2008-11-13

Parse Python files for "import" statements

My goal is to collect all the import statements in a Python code tree to identify what modules are needed to run that piece of code. So let's start from the lower level: parse one file for its import.

One simple solution could be to grep (or re.compile) something like "import (.*)|from (.*) import .*" but what for import statement like:
from  import (
ABC,
DEF,
GHI)
or multiple import on one line?

So, if I had to rewrite the Python interpreter parser, why not use that exact parser?

I started with the parser module, but its output is not so parsable :) even if you can recall the structure (i.e. import statements are at nodes with id = 282, with imported module at id = 287 and so on). It's really powerful, but too low level for this task.

But there is another interesting module: compiler (it's deprecated in 2.6 and removed in 3.0, but I'm working with 2.5, so it's fine). Using parseFile and some objects from compiler.ast, I wrote a simple script that parses a file given in input and prints out the modules imported with "import mod" or with "from mod import xxx".

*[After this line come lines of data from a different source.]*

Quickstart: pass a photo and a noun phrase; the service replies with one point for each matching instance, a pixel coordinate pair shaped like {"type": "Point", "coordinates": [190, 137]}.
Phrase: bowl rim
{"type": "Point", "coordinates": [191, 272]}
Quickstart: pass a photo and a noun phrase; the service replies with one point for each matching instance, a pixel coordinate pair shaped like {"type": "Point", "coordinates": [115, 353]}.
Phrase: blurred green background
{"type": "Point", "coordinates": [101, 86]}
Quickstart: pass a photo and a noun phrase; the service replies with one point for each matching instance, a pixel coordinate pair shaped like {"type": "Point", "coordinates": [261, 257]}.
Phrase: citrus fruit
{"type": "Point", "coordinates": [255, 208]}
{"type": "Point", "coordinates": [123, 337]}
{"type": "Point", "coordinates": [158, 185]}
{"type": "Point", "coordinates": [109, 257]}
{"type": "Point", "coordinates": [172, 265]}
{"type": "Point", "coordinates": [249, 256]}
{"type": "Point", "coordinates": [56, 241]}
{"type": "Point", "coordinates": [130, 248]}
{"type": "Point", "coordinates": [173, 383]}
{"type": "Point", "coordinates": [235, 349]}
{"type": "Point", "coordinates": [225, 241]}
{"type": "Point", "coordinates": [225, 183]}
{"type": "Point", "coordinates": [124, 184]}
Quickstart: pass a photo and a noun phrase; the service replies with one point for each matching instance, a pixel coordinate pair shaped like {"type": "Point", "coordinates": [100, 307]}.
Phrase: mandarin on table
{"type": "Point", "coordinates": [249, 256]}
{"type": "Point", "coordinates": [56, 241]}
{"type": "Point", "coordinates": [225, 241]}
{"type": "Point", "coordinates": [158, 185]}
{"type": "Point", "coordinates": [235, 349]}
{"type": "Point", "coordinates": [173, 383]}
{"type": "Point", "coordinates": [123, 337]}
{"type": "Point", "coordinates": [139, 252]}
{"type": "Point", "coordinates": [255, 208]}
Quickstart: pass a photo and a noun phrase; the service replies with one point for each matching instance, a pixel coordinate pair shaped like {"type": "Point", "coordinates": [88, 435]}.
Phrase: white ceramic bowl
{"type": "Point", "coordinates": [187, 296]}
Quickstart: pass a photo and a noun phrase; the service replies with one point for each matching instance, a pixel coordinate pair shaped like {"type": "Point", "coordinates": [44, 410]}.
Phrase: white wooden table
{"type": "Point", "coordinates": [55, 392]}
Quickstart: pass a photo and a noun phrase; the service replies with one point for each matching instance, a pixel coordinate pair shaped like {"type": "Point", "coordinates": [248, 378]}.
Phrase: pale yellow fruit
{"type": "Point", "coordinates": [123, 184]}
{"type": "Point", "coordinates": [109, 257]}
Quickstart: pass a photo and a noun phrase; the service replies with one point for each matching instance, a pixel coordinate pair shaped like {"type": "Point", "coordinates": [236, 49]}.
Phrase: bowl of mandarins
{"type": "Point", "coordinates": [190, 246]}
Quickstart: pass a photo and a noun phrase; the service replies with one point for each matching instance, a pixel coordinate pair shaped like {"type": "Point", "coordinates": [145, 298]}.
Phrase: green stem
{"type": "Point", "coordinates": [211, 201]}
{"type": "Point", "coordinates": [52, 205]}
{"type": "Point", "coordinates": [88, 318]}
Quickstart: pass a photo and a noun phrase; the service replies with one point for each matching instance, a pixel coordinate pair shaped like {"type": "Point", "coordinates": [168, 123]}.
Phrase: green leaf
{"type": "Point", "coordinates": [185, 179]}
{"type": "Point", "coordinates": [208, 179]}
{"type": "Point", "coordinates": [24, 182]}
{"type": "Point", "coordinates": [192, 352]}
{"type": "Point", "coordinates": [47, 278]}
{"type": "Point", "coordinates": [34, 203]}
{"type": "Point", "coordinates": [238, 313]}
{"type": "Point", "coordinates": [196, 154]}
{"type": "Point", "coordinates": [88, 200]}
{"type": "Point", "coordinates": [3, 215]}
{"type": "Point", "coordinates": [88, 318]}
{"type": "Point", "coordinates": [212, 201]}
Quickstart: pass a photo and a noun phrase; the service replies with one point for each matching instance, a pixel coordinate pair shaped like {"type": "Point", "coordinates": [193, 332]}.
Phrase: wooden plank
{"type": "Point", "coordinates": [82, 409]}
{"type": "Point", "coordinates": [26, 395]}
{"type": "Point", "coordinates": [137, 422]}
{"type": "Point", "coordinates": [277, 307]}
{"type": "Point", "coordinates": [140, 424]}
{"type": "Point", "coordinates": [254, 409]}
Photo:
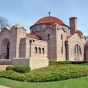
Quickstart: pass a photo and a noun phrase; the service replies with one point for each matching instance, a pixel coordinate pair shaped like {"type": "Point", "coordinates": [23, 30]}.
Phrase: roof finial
{"type": "Point", "coordinates": [49, 13]}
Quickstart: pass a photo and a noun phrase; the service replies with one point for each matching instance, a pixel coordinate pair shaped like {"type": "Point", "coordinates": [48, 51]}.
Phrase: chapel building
{"type": "Point", "coordinates": [50, 38]}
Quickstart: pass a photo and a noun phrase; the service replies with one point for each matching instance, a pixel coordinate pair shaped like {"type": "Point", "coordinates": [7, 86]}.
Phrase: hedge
{"type": "Point", "coordinates": [19, 68]}
{"type": "Point", "coordinates": [55, 73]}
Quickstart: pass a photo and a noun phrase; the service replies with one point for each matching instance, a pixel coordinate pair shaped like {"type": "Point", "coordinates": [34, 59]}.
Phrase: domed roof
{"type": "Point", "coordinates": [49, 20]}
{"type": "Point", "coordinates": [18, 25]}
{"type": "Point", "coordinates": [79, 32]}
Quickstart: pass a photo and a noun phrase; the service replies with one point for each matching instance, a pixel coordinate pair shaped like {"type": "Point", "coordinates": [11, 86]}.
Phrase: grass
{"type": "Point", "coordinates": [72, 83]}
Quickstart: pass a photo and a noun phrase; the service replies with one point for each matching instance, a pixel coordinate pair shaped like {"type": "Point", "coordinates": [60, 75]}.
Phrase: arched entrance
{"type": "Point", "coordinates": [5, 47]}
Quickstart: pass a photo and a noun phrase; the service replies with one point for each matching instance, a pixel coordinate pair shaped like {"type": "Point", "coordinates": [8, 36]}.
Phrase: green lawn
{"type": "Point", "coordinates": [72, 83]}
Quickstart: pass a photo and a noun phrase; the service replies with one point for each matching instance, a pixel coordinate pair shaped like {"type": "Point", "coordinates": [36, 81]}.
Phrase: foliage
{"type": "Point", "coordinates": [71, 83]}
{"type": "Point", "coordinates": [54, 72]}
{"type": "Point", "coordinates": [19, 68]}
{"type": "Point", "coordinates": [68, 62]}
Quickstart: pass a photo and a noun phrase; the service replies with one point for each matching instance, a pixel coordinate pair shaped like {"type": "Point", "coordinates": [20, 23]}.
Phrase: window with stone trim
{"type": "Point", "coordinates": [61, 49]}
{"type": "Point", "coordinates": [43, 51]}
{"type": "Point", "coordinates": [61, 37]}
{"type": "Point", "coordinates": [48, 36]}
{"type": "Point", "coordinates": [77, 49]}
{"type": "Point", "coordinates": [39, 50]}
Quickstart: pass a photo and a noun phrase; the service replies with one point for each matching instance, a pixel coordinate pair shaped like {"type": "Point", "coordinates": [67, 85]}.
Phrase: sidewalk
{"type": "Point", "coordinates": [3, 87]}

Suggestions are always welcome :)

UPDATE: please note that conditional imports are included in the list and the calls to __import__ are ignored.

5 comments:

Unknown said...

What about conditional imports? I'm a python noob and i've seen those once or twice.

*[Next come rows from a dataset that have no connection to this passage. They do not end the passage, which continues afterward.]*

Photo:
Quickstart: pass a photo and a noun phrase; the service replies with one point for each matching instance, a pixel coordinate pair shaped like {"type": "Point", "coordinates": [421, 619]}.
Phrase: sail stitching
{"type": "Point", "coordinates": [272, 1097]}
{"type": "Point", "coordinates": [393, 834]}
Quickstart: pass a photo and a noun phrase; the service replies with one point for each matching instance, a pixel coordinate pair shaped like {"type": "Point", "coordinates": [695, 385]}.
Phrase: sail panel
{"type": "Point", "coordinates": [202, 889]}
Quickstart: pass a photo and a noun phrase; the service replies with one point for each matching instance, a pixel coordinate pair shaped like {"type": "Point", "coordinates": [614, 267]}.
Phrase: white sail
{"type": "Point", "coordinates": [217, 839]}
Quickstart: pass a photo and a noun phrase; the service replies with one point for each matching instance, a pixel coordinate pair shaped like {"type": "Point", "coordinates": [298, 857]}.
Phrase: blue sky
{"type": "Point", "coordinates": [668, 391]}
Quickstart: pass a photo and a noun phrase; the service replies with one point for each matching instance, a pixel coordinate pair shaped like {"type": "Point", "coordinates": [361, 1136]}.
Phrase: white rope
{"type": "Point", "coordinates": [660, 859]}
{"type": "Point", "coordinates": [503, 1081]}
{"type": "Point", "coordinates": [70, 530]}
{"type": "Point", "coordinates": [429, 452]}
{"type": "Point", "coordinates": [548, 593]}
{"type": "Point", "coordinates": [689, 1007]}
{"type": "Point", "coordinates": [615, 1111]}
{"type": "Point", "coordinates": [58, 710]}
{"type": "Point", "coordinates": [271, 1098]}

Do you just include those in your list out of general principal?

Sandro Tosi said...

Hi Sam,
thanks for the comment (I forgot to note this an __import__); the conditional imports are listed, yes, because if the module is available it would be used. I'm talking with my packager hat on, so I need to know what modules to add to debian package dependencies list.

Luca Bruno said...

What about doing it at run-time?

orig_import = __import__
def import_hook (*args):
print args
return orig_import (*args)

__builtins__.__import__ = orig_import
...
run the program, ANY import will be output'd
...

Sandro Tosi said...

Luca, thanks for the tip, it might be useful in another context, but here: this is a statical syntax check, so I don't run any program, and I don't want to change every piece of code in a tree I'm analyzing.

Luca Bruno said...

Oh understood, though you only need to change the first file running the program. The changes are instance-wide.